By the halfway point, Franziska Rochat-Moser of Switzerland moved up to contention. The half passed with Fujimura leading in 1:11:57—a cautious pace compared to Wanda Panfil’s record 1:08:22 in 1992. Uta was never far off the lead. By Mile 15, Jiliaeva was in front, followed by Fujimura, Uta, Loroupe and Chirchir. Uta and Loroupe emerged from the group by the 128 overpass in Wellesley, and the race became a two-person mind game. After running side by side over the bridge, Uta took an uneasy lead and Loroupe fell in behind her, dodging left or right to stay out of sight when Uta looked over her shoulder.

© Nike
© Nike

The pace duties shifted again, and Loroupe carried a slim lead into Newton. On the hills, she sensed the weakness in Uta and took off. Loroupe, who trained on hills in Kenya, threw down a 5:25 from mile 18 to 19, and passed 20 miles in 1:50:32. The phrase “Kenyan sweep” formed in many people’s minds: Loroupe blew open a 100-yard gap between herself and Uta, who was fading in the hills before Boston College.

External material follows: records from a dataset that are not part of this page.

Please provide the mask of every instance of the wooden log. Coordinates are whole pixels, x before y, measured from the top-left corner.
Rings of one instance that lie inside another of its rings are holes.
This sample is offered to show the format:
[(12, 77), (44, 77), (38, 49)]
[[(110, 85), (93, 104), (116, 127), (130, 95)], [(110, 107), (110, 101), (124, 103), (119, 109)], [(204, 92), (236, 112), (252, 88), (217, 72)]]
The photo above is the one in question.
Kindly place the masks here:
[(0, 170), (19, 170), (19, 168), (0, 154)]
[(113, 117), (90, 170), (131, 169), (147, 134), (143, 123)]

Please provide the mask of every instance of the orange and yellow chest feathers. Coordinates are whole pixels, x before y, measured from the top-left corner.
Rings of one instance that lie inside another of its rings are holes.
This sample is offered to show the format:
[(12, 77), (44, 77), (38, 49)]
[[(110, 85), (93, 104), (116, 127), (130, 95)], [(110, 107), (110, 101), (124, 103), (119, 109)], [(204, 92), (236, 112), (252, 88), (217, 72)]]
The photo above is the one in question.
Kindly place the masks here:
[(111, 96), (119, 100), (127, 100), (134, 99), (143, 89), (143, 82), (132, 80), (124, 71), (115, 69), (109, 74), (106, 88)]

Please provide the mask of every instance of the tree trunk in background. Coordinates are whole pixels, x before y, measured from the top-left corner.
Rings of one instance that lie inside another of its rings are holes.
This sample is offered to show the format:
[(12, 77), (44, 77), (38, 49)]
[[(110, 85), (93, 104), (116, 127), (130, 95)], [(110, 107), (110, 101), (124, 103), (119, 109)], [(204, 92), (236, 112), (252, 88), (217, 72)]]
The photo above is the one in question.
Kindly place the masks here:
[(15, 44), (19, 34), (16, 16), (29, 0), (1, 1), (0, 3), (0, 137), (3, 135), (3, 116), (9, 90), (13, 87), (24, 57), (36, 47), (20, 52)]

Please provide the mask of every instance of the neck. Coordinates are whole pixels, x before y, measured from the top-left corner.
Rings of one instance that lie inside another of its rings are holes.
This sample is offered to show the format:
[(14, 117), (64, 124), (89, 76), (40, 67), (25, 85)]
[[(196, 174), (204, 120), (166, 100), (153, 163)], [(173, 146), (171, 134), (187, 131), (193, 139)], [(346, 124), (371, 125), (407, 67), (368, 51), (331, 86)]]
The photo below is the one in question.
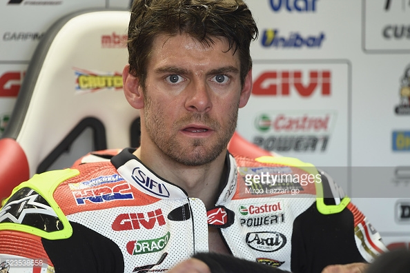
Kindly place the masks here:
[(162, 152), (144, 148), (142, 144), (134, 154), (157, 174), (185, 190), (189, 197), (201, 199), (207, 209), (215, 205), (226, 150), (213, 161), (199, 166), (180, 164)]

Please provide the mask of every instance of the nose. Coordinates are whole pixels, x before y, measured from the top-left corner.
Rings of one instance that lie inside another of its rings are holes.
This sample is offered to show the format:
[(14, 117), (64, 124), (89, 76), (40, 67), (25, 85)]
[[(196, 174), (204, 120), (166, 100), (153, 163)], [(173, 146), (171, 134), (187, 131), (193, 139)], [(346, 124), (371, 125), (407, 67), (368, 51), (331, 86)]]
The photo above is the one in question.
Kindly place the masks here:
[(185, 108), (188, 111), (207, 112), (211, 110), (212, 90), (206, 82), (191, 82), (187, 86), (186, 92), (188, 96), (185, 101)]

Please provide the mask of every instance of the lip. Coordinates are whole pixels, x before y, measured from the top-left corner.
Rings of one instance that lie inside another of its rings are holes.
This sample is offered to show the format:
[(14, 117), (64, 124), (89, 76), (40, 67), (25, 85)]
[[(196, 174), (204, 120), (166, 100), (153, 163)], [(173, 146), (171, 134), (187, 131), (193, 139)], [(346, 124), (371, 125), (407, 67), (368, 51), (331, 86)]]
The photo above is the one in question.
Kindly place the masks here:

With a 5:32-per-mile average pace, Loroupe looked capable of blowing away the Boston field—a la New York. If she could keep the pace, she would take the win in a time of about 2:25. But it was her turn to look over her shoulder. At 35 K, Loroupe’s lead was about 200 yards, and Uta, her last challenger, had dropped off the pace and was looking visibly distressed. She was not racing well and seemed to have settled for second place.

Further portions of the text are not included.